Getting Started
Let’s start our Bagua journey!
Migrate from your existing single GPU training code
To use Bagua
, you need make the following changes on your training code:
First, import bagua:
import bagua.torch_api as bagua
Then initialize Bagua's process group:
torch.cuda.set_device(bagua.get_local_rank())
bagua.init_process_group()
Then, use torch's distributed sampler for your data loader:
train_dataset = ...
test_dataset = ...
train_sampler = torch.utils.data.distributed.DistributedSampler(train_dataset,
num_replicas=bagua.get_world_size(), rank=bagua.get_rank())
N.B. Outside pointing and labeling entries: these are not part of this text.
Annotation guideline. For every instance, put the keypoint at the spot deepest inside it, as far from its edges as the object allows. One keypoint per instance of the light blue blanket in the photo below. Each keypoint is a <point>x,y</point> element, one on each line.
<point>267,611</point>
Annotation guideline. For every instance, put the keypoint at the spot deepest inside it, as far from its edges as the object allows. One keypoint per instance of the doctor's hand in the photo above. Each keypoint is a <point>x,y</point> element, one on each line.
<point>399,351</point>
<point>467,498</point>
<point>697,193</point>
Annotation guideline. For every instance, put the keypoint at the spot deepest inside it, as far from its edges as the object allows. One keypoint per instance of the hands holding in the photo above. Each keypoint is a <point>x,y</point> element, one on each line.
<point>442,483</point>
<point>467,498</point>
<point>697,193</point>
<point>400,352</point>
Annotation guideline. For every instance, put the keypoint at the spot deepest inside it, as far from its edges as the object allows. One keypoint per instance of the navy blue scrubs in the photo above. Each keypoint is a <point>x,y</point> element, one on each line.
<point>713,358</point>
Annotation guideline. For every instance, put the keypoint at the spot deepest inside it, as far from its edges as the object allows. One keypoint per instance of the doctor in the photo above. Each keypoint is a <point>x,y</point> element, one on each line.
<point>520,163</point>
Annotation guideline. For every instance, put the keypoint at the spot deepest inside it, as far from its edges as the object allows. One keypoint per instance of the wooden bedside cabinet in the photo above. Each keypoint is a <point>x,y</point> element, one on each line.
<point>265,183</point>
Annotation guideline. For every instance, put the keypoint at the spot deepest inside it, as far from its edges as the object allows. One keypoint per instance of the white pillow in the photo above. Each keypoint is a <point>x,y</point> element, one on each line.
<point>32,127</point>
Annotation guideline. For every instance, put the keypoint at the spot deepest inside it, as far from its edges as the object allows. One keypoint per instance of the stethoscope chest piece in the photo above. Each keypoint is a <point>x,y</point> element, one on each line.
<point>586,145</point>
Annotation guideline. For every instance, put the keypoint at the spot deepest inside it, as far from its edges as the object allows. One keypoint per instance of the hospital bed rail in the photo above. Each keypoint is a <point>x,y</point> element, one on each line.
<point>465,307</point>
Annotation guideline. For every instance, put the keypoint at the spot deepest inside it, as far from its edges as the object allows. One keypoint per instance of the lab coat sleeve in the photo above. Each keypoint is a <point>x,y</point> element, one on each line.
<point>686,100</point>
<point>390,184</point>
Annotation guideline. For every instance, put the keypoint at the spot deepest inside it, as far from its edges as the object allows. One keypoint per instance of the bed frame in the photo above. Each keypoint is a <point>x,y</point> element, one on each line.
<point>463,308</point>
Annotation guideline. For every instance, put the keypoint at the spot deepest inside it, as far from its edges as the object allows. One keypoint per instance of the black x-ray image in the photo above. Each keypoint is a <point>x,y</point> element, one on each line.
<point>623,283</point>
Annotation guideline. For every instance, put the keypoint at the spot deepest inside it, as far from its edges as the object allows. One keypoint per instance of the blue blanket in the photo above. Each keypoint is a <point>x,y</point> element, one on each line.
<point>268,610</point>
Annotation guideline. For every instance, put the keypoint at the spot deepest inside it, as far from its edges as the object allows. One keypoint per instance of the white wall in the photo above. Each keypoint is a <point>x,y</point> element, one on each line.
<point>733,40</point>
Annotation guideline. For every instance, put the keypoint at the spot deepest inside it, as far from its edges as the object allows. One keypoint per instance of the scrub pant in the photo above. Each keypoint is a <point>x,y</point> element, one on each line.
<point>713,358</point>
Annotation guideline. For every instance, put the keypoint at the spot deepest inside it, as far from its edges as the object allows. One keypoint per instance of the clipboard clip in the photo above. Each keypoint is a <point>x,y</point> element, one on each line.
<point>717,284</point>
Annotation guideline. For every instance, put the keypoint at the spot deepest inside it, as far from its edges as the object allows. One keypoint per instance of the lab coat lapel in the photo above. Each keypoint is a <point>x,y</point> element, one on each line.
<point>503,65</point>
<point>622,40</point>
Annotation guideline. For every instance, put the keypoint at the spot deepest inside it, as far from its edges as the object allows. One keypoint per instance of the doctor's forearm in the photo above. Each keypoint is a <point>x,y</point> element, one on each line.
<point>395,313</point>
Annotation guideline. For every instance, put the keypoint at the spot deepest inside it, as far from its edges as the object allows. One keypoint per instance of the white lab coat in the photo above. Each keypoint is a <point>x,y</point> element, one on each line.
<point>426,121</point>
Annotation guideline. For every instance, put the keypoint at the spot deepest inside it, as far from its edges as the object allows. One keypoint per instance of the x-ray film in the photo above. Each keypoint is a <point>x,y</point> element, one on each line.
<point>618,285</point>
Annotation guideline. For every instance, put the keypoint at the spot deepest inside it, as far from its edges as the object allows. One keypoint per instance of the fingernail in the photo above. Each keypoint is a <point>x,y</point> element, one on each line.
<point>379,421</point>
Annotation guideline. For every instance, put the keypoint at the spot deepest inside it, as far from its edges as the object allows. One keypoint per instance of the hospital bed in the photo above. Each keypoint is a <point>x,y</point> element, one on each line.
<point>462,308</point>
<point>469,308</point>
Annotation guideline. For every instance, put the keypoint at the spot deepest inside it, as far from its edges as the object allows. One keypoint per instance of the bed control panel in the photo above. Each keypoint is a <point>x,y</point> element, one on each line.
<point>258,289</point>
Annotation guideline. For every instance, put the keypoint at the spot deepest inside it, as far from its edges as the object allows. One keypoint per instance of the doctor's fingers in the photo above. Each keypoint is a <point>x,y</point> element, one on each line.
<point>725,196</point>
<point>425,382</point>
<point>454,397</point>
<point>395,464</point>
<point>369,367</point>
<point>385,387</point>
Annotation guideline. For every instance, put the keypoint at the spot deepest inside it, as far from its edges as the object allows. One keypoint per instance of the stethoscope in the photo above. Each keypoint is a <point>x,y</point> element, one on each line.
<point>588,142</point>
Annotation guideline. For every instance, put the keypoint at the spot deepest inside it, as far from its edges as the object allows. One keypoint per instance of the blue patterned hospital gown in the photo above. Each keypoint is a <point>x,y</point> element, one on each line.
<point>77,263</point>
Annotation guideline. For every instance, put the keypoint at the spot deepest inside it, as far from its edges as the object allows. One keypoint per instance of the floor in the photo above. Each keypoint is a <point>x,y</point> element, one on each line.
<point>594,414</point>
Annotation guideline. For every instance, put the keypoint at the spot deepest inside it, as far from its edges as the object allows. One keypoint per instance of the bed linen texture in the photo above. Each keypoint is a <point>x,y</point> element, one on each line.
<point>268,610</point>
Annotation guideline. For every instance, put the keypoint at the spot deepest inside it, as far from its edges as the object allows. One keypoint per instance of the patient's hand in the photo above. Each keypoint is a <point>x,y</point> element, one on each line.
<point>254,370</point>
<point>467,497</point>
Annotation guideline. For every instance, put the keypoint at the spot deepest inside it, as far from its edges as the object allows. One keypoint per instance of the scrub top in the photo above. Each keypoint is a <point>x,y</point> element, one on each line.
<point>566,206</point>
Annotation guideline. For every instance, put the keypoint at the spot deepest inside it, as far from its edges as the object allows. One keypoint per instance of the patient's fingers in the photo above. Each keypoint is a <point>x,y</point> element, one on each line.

train_loader = torch.utils.data.DataLoader(
train_dataset,
batch_size=batch_size,
shuffle=(train_sampler is None),
sampler=train_sampler,
)
test_loader = torch.utils.data.DataLoader(test_dataset, ...)
Finally, wrap you model and optimizer with bagua by adding one line of code to your original script:
# define your model and optimizer
model = ...
model = model.cuda()
optimizer = ...
# select your Bagua algorithm to use
from bagua.torch_api.algorithms import gradient_allreduce
# wrap your model and optimizer with Bagua
model = model.with_bagua(
[optimizer], gradient_allreduce.GradientAllReduceAlgorithm()
)
More examples can be found here.
Launch job
Bagua has a built-in tool bagua.distributed.launch
to launch jobs, whose usage is similar to Pytorch torch.distributed.launch
.
We introduce how to start distributed training in the following sections.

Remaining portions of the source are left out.